Vaclav Havel: A Look Back
What legacy did Czech playwright turned president Vaclac Havel leave behind?
February 3, 2003
Vaclav Havel almost literally walked from a prison cell into the Czech presidential palace. With the possible exception of Poland's Lech Walesa, there is no other leader who was as entitled to govern a country newly liberated from communist rule. Mr. Havel ascended to his post in 1989 and stepped down from it in 2003. Our Read My Lips examines the tenure of the dissident writer turned reluctant president.
How was the transition from dissident writer to Czech President?
“Every day, I suffer from stage fright.”
Did you think the job of president was overwhelming at times?
“I was given no diplomatic immunity from the exhilarating world of revolutionary excitement into the mundane world of bureaucratic routine.”
How should one conduct politics?
“In politics, I am not the only author. And I also have to play a role on the stage. It is a semi-authorship — combined with acting contribution. This is drama in politics.”
Have Czech-German relations improved since 1945?
"Germany has been our inspiration — as well as our pain. It is a source of understandable traumas, of many prejudices and misconceptions, as well as of standards to which we turn."
What makes a membership into the North Atlantic Trade Organization (NATO) so valuable?
“We are better secured than we have been in the entire long history of Czech statehood.”
What do you think of globalization?
“Globalization by itself is morally neutral. It can be good or bad — depending on the kind of content we give to it.”
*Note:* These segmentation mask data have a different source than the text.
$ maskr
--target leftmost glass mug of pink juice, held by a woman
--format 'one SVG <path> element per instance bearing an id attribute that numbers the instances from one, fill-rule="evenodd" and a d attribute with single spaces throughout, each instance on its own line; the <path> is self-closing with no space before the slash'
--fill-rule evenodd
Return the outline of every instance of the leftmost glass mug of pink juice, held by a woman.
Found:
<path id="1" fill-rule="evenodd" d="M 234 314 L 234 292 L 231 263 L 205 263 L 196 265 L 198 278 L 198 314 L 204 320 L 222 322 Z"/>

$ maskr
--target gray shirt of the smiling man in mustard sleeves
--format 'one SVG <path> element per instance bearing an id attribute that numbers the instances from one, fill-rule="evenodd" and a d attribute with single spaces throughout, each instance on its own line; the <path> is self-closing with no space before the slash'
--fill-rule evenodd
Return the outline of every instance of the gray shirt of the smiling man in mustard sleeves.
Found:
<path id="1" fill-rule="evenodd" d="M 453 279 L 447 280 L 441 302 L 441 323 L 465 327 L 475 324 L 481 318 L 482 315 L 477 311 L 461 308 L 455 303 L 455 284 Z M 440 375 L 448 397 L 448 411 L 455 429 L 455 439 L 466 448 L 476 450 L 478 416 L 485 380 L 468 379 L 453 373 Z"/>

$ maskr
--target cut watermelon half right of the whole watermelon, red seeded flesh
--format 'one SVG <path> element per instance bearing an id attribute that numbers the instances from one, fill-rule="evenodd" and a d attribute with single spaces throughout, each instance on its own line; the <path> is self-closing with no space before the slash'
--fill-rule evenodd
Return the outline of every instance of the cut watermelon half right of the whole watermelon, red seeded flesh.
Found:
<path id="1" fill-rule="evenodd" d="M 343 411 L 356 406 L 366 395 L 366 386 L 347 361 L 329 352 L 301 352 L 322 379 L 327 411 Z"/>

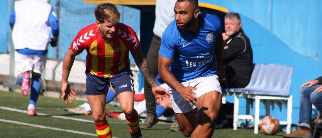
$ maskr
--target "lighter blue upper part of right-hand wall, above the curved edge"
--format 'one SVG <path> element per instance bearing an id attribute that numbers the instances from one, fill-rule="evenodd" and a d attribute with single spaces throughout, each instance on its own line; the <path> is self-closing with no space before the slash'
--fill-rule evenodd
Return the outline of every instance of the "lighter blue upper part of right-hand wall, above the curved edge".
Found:
<path id="1" fill-rule="evenodd" d="M 322 2 L 318 0 L 199 0 L 238 12 L 272 32 L 298 54 L 318 58 Z"/>

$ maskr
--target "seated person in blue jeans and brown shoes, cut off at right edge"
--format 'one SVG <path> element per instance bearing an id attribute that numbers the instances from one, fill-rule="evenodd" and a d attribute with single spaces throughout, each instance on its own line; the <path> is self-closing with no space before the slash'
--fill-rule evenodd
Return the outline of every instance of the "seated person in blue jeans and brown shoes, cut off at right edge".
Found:
<path id="1" fill-rule="evenodd" d="M 284 134 L 283 137 L 287 138 L 304 138 L 312 137 L 310 124 L 312 115 L 312 104 L 318 111 L 322 111 L 322 76 L 308 81 L 301 85 L 300 92 L 300 112 L 299 112 L 299 127 L 290 134 Z M 321 138 L 321 137 L 320 137 Z"/>

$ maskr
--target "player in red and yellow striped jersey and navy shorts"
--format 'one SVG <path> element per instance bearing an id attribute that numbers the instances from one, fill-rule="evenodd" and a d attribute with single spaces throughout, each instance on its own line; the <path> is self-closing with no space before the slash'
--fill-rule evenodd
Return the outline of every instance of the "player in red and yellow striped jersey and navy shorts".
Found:
<path id="1" fill-rule="evenodd" d="M 112 137 L 105 116 L 105 99 L 110 86 L 119 95 L 121 109 L 130 127 L 131 137 L 142 137 L 138 126 L 138 114 L 134 109 L 133 74 L 129 69 L 131 52 L 138 68 L 152 87 L 159 103 L 169 103 L 169 92 L 159 87 L 150 66 L 142 54 L 140 41 L 131 27 L 118 23 L 120 13 L 115 5 L 104 3 L 95 8 L 96 23 L 83 28 L 71 43 L 62 74 L 62 98 L 72 104 L 68 76 L 75 56 L 86 50 L 86 90 L 98 137 Z"/>

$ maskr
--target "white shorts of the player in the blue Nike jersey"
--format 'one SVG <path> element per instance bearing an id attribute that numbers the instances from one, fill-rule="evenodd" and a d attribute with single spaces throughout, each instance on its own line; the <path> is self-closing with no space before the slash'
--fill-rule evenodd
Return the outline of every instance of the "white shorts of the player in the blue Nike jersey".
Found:
<path id="1" fill-rule="evenodd" d="M 194 90 L 194 92 L 197 94 L 197 98 L 211 91 L 218 91 L 220 94 L 222 93 L 217 75 L 200 77 L 187 82 L 183 82 L 181 84 L 185 87 L 191 86 L 197 88 L 196 90 Z M 197 108 L 194 102 L 186 101 L 177 91 L 175 91 L 171 87 L 168 88 L 171 96 L 172 107 L 175 113 L 188 113 L 191 110 Z"/>

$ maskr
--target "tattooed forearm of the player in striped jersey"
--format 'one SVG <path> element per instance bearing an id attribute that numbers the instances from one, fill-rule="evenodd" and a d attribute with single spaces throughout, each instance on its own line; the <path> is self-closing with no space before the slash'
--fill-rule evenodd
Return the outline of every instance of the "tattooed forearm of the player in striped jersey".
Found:
<path id="1" fill-rule="evenodd" d="M 156 83 L 156 77 L 152 75 L 151 68 L 149 63 L 147 62 L 147 58 L 143 55 L 141 50 L 137 53 L 132 54 L 137 67 L 141 71 L 142 75 L 147 79 L 147 82 L 150 84 L 151 87 L 155 87 L 158 84 Z"/>

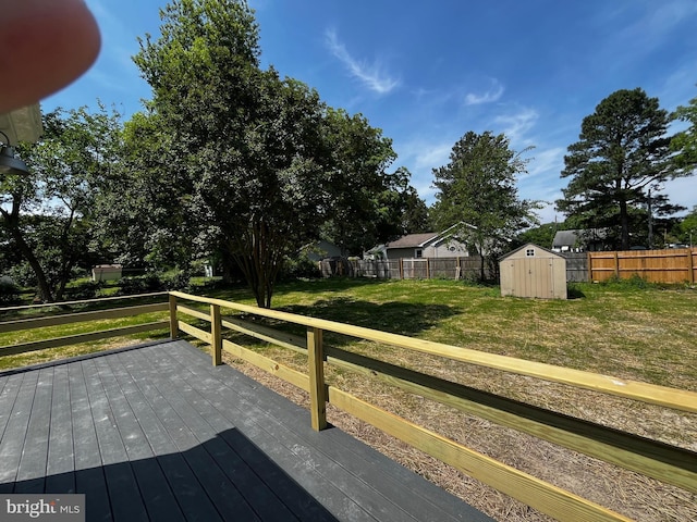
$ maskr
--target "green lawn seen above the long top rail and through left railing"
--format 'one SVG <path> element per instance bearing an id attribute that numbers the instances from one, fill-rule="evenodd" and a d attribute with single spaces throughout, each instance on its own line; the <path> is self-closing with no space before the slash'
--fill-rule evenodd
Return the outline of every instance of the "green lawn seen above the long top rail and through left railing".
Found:
<path id="1" fill-rule="evenodd" d="M 198 293 L 255 303 L 244 288 Z M 697 389 L 697 290 L 636 284 L 574 284 L 570 294 L 573 298 L 564 301 L 518 299 L 500 297 L 498 287 L 454 281 L 331 278 L 280 284 L 273 308 L 623 378 Z M 119 320 L 113 326 L 160 318 L 162 314 Z M 86 327 L 81 324 L 0 334 L 0 346 L 70 335 Z M 139 337 L 143 338 L 144 335 Z M 113 340 L 107 340 L 97 348 L 113 345 Z M 71 355 L 74 352 L 70 350 Z M 0 360 L 0 368 L 32 361 L 32 356 L 25 355 L 21 359 Z"/>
Where do you foresee the major challenge for the future?
“Without a global revolution in the sphere of human consciousness, nothing will change for the better and the catastrophe towards which this world is headed — the ecological, social, demographic, or general breakdown of civilization — will be unavoidable.”
Looking at the past, what made the various communist regimes so hideous?
“A system of persecutions, of bans, of informers, of compulsory elections, of spying on one’s neighbors, of censorship and ultimately of concentration camps is hidden behind a veil of beautiful words.”
How is life different in a democracy?
“In a free society, it is about someone getting whacked with a truncheon on the backside by the police. In totalitarian situations, it is really about spending years of your life in jail.”
How do you view the international financial institutions?
“No matter what mistakes the IMF and World Bank have committed, they are a bit of a false target for the critics, a lighting rod discharging the overall frustration of today’s civilization.”
What lessons did the presidency teach you?
“Evil must be confronted in its womb. If there is no other way to do it, then it has to be dealt with by the use of force."
Would you avoid war at any cost?
“If the sophisticated modern weaponry must be used, let it be used in a way that does not harm civilian populations. If this is not possible, then the billions spent on those weapons will be wasted.”
Why have you come to accept the break-up of Czechoslovakia?
“Most people must taste full statehood for at least a while in order to learn to cooperate with others.”
And finally, what might be Mr. Havel's greatest service to his country?
"He elevated the country to a level way above its real importance."